Alongside his literary work, Burgess wrote music across many genres and in many styles. His oeuvre includes symphonies, concertos, opera and musicals, chamber music including a great deal of work for solo piano, as well as a ballet suite, music for film, occasional pieces, songs and much more. He draws upon classical as well as jazz and popular music. Grounded in the tradition of tonality that spans the Baroque period through late 19th-century Romanticism and early 20th-century French Impressionism, Burgess’s music is strongly influenced by the works of Debussy and the English school of Elgar, Delius, Holst, Walton, and Vaughan Williams.
Works by real and imagined composers provide the soundtrack to fantasy, robbery and murder in A Clockwork Orange.

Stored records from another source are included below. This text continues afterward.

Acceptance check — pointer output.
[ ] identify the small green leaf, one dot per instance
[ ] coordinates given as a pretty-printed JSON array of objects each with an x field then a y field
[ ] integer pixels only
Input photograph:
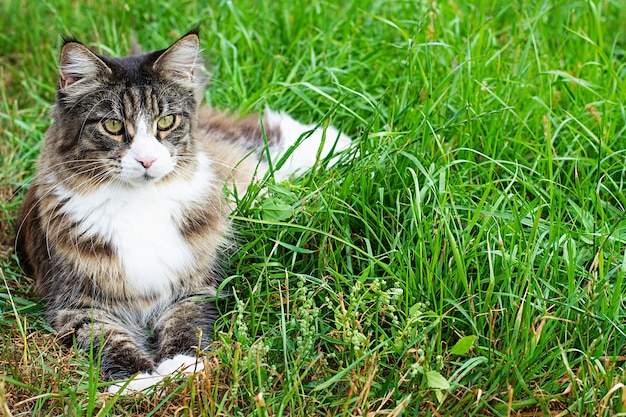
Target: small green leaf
[
  {"x": 435, "y": 380},
  {"x": 463, "y": 345}
]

Rather than a simple, and perhaps more obvious, soundtrack of pop music or rock and roll, long thought of by the establishment as a corrupting and immoral force among the developing teenage culture of the 1950s and 1960s, Burgess uses the work of Beethoven as a structural and aesthetic device. In choosing ‘the old Ludwig van’ as Alex’s music of choice, Burgess’s is presenting his anti-hero as cultured and intelligent. As Martin Amis notes in his introduction to the restored edition of A Clockwork Orange, Burgess’s choice of music in the novel betrays ‘the authorial insistence that the Beast would be susceptible to Beauty. At a stroke, and without sentimentality, Alex is decisively realigned. He has now been equipped with a soul, and even a suspicion of innocence’. When Ludovico’s Technique removes Alex’s love of music, it also removes his soul, something that Burgess highlights as an example of the moral degeneration of the state.
Burgess loved Beethoven’s music as much as Alex does. He wrote that, ‘I accepted the Beethoven symphony as a kind of musical ultimate, something that the composers of our own age could not aspire to […] His sonatas and symphonies were dramas, storm and stress, revelations of personal struggle and triumph. The Messiah from Bonn […] belonged to a world that was striving to make itself modern’. Burgess and his protagonist also share a loathing of popular music. When Alex enters a record shop in the novel, he looks at the ‘popdiscs’ and ‘teeny pop vesches’ with obvious disdain. Similarly, Burgess had no time for pop music, calling it ‘twanging nonsense’ and claiming that, ‘youth knows nothing about anything except a mass of clichés that for the most part, through the media of pop songs, are foisted on them by middle-aged entrepreneurs and exploiters who should know better’.
Burgess’s love of music does not only appear in A Clockwork Orange. Other novels are inspired by Burgess’s musical grounding. The Pianoplayers (1986) is inspired by Burgess’s father’s experiences playing the piano in pre-War Manchester; Earthly Powers (1980) describes the travails of a film composer; Byrne (1993), Burgess’s verse novel, tells the story of a hard-living Irish composer; and The Eve of St Venus (1964) started life as an operatic libretto. But it is Burgess’s love of Beethoven that gave him the most inspiration. Beethoven appears as a character in Mozart and the Wolfgang (1991) and in ‘Uncle Ludwig’, an unproduced film script about Beethoven’s relationship with his nephew. Perhaps most famously, the composer’s Eroica symphony provides the structure for Napoleon Symphony (1974), Burgess’s fictionalised life of Napoleon Bonaparte. Burgess’s dramatic version of this novel, Napoleon Rising, was broadcast for the first time by BBC Radio 3 in December 2012 and starred Toby Jones in the title role.